The Role of Body-Worn Camera Footage in the Decision to File


Temple University (2018)


Elizabeth R. Groff, Jeffrey T. Ward, Julie Wartell

Spurred by support from a presidential commission (The President's Task Force on 21st Century Policing ("Task Force"), 2015) and over 53 million dollars in funding from the U.S. Justice Department in 2015 and 2016 (Department of Justice, 2015, 2016), the use of Body Worn Cameras (BWCs) by law enforcement agencies has grown rapidly in the U.S. as well as across the world (Cubitt, Lesic, Myers, & Corry, 2016). Evaluations of officer perceptions of BWCs and the impact of BWCs on officer behavior is also increasing rapidly.

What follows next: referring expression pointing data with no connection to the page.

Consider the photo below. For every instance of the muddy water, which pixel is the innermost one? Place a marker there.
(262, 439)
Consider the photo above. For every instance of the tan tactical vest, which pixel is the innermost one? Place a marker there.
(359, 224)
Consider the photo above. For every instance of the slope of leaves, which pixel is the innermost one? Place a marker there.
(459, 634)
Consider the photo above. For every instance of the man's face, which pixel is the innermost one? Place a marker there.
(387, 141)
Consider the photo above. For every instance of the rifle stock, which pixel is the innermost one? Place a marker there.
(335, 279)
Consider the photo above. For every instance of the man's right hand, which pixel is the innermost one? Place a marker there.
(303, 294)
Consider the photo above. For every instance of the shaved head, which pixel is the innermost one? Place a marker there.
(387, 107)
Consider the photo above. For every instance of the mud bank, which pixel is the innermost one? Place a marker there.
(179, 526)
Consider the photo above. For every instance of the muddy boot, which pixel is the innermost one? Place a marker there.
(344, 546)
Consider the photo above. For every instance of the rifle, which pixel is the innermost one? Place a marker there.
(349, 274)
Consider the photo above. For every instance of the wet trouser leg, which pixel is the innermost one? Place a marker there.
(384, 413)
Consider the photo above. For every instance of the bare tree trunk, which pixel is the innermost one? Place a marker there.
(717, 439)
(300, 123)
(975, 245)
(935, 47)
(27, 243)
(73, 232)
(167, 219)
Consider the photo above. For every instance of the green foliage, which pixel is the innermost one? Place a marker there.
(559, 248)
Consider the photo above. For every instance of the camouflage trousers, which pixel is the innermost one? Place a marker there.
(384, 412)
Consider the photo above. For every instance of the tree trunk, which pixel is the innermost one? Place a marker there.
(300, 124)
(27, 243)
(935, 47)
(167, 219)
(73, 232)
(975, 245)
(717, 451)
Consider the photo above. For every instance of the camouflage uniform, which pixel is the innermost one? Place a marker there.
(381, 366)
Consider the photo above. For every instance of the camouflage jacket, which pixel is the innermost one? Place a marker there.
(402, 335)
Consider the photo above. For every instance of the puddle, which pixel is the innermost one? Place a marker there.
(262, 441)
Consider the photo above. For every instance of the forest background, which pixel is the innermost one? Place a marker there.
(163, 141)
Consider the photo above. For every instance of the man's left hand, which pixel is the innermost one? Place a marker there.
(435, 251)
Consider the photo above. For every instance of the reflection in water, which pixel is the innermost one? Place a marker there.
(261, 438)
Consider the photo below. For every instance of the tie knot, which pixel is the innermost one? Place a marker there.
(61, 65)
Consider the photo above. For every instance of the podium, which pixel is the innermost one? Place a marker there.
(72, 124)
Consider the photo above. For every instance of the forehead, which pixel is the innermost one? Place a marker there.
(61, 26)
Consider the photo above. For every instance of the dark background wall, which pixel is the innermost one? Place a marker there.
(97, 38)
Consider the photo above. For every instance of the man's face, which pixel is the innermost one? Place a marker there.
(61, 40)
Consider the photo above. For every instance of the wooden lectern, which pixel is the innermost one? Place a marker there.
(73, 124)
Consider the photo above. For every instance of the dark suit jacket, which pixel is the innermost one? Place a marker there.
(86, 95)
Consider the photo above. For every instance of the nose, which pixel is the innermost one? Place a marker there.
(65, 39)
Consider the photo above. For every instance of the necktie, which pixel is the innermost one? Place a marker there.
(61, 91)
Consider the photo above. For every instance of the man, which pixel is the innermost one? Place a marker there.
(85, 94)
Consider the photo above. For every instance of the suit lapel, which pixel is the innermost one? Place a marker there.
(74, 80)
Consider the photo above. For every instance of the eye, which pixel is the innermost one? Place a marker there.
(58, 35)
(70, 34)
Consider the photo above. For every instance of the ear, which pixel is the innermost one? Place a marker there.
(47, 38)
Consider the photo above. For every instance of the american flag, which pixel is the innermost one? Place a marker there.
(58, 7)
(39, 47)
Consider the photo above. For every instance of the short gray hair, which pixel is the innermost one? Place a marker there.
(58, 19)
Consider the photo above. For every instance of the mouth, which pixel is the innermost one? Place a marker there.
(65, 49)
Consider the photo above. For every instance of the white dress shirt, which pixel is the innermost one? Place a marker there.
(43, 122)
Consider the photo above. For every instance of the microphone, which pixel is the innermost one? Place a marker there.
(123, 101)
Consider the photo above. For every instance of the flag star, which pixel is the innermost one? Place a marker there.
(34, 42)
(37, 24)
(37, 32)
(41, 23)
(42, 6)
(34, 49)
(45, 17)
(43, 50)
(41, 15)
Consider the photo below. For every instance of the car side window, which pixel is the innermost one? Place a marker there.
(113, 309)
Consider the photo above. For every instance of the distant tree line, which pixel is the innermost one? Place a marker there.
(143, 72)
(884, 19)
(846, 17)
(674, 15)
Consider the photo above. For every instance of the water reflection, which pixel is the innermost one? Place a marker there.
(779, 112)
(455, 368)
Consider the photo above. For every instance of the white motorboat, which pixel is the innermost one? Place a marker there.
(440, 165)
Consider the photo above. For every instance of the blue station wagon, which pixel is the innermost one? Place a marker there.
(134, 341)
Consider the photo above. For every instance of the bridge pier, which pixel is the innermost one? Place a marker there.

Since law enforcement agencies are the gateway to the criminal justice system, changes in how they do their jobs have significant down-stream implications for prosecution, courts, prison and probation (Goldkamp, 2011). After police make an arrest, prosecutors must decide whether to file charges. Thus, prosecutors are the next component of the criminal justice system to feel the effects from the adoption of BWCs by police (Katz et al., 2014). However, there has been very little empirical research on how BWC video affects prosecutorial decisionmaking or case outcomes (Lum, Koper, Merola, Sherer, & Reioux, 2015; Merola, Lum, Koper, & Scherer, 2016).

This report details an in-depth examination of the challenges prosecutorial agencies face during the filing decision when law enforcement adopts BWCs. The myriad ways that the presence of BWC evidence might make the filing decision more or less straightforward are of 2 particular interest, as are the particular types of crimes1 for which BWC footage is more relevant. The filing decision is the focus of the research because it is the entry point to the court component of the criminal justice system. The study was conducted in the Los Angeles City Attorney’s office.